Sweat collected on Marco’s forehead as he sliced the mango for an impatient customer. Amber noticed this and couldn’t help but giggle, as Fruit Prep was supposed to be her job. She took off her hygienic brown visor and let her raven black curls cascade down to the matching brown apron strings resting on her shoulders. A stray strand of her hair found its way into a blender in the sink coated in blueberry yogurt. It’s 11 am, she thought, time for a break. She hadn’t lifted a finger all day, except once to scratch her costly, though petite new nose.

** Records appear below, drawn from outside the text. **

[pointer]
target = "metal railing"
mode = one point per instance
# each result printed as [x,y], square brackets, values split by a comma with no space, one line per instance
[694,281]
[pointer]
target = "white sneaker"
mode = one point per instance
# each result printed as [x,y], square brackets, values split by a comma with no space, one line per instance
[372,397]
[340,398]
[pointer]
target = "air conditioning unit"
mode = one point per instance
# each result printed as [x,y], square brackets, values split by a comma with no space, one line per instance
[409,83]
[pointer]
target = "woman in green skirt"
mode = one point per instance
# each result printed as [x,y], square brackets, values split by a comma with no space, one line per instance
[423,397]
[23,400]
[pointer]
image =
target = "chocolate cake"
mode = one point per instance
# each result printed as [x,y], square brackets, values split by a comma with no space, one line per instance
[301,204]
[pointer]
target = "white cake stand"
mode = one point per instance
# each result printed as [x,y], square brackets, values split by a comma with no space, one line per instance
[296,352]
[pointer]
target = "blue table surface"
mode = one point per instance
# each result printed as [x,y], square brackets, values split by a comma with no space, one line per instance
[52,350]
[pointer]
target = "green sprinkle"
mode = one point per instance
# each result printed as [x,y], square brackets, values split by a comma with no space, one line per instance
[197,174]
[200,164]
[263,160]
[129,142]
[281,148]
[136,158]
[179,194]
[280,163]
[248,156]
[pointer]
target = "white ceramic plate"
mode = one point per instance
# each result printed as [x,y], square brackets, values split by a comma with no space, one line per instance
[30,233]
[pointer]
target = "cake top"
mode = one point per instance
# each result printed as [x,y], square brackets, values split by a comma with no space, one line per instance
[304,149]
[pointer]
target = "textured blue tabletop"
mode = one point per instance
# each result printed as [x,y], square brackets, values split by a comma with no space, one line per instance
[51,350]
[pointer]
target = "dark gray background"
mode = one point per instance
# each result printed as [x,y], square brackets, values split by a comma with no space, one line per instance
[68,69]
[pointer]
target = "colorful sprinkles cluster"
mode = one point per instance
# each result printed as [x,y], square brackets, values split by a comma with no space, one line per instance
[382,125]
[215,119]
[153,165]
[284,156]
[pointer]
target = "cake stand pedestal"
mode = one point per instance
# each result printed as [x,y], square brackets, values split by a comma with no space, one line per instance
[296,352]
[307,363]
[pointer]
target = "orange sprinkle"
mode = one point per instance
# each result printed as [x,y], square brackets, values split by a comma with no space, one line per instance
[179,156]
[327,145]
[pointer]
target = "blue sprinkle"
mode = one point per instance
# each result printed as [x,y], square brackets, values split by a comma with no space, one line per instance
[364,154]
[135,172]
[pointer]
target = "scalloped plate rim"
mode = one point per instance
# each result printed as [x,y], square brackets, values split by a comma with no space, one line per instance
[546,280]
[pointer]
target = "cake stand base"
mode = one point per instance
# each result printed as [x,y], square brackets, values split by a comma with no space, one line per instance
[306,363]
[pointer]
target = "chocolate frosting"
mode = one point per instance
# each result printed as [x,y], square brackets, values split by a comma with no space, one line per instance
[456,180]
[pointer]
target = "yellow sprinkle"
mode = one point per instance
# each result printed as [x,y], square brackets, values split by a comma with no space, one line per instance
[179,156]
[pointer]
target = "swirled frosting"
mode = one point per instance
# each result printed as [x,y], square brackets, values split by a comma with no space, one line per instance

Theresa’s head was mere inches from the screen of her expensive, hideously bedazzled new cPhone, her neck outstretched like an ancient turtle to read the words on the touch display. It would take one more year of blindness before Theresa finally admitted to herself that she needed glasses. Theresa texted her boyfriend with effortless speed, tapping the screen as though she were training to break the Teen Girl Olympics record. She typed in front of the Juice and Powder Station, for which she was supposedly in charge.

Theresa’s back was turned to Amber, who was sneaking up on her. With a swift tug, Amber pulled Theresa’s dirty blonde ponytail.

“Whaaa,” Theresa yelped in pain!

“Hey biiiitch,” Amber replied with a vocal fry, randomly pitching up words as if she were constantly asking questions. She sidled up next to her friend.

“Hey,” Theresa shrugged as she returned to her texting.

“Patrick got fired.”

“Why?”

“Because Dana’s the worst. I hear she came on to him, and he refused to do her, so she fired hiiiim. My uncle’s a lawyer, I’m gonna ask him if Patrick can sue her. We should sue this stupid company, too. That’s called a Classic Action Suit? I think sometimes, Dana, like, undresses me with her eyes. Total. Lesbo.”

“Yeah.”

If Amber hadn’t skipped her sophomore career aptitude test to loiter in the back of a Best Buy with her white Rastafarian ex-boyfriend (later she’d claim she was only with him for the pot and for a cut of his scalped jam band ticket sales), there’s no doubt the best possible career for her would be professionally poking hornet nests.